Pattern 4: Local-device models
Local models are underrated for privacy-sensitive individual work:
- Summarizing local notes.
- Drafting from private documents.
- Classifying internal snippets.
- Offline field work.
- Edge workflows where latency matters.
The tradeoff is quality. A small local model can be good enough for summarization, classification, extraction, and first drafts. It will not match frontier hosted models on hard reasoning, complex writing, or broad tool use.
Use local models when the task is narrow and the privacy boundary is more important than frontier quality.
Pattern 5: Hybrid routing
The mature pattern is hybrid:
- Public and low-risk tasks go to enterprise SaaS.
- Confidential retrieval happens inside a private RAG system.
- Restricted extraction runs locally or in a VPC.
- Final drafting may use a frontier model after sensitive fields are removed.
- Logs and evals decide whether each route is working.
Hybrid routing lets you use strong models without treating every record the same. It requires discipline:
- Data classification before routing.
- Redaction where possible.
- Clear model/tool allowlist.
- Logs that record which boundary was used.
- Fallback when the private model cannot do the task.
Decision framework
Ask six questions:
- What data enters the model? Public, internal, confidential, restricted.
- What output impact exists? Draft, recommendation, decision, customer-facing action.
- What quality is required? Good enough, expert-level, frontier reasoning.
- What latency is required? Interactive, batch, real-time, offline.
- What operating capacity exists? No infra team, app team, platform team, ML ops.
- What proof do customers or regulators need?

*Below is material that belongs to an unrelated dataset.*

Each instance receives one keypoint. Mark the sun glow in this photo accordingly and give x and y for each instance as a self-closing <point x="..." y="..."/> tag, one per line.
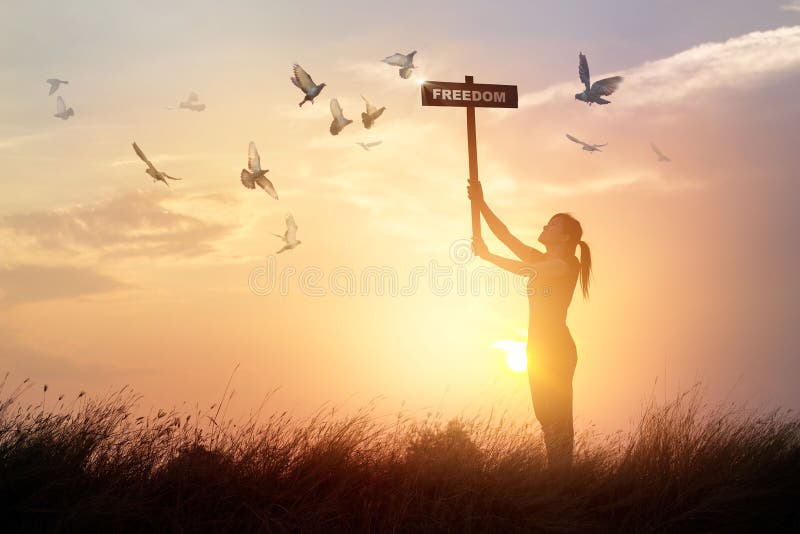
<point x="516" y="357"/>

Vendor docs, logs, data residency, audit trail, isolation.
Then choose the lowest-complexity pattern that satisfies the data and quality needs.
Do not do this yet
Do not self-host before measuring the workload and quality requirement.
Do not send restricted data to consumer tools.
Do not assume "open source" means private. It is private only if deployment, logs, access, and data flow are private.
Do not build one giant AI gateway without data classification. It will route sensitive data incorrectly.
Do not ignore evals. Private but wrong is still wrong.
A practical SME starting point
For most SMEs:
- Approve one enterprise SaaS assistant for general work.
- Write a data classification rule.
- Block restricted data unless reviewed.
- Build one private RAG or VPC workflow for the most valuable confidential use case.
- Use local models for narrow sensitive tasks where quality is acceptable.
- Revisit self-hosting only when privacy, customization, or cost clearly justifies it.
This gives the organization a private-by-design path without pretending every AI use case needs a GPU cluster.
The takeaway
Private AI is architecture matched to data. The right answer is rarely "all SaaS" or "all self-hosted." It is usually a portfolio: enterprise SaaS for normal work, private/VPC systems for confidential workflows, local models for narrow sensitive tasks, and self-hosting when scale or control genuinely demands it.
Choose based on data, impact, quality, latency, operations, and proof. That is the boring version. It is also the version that survives production.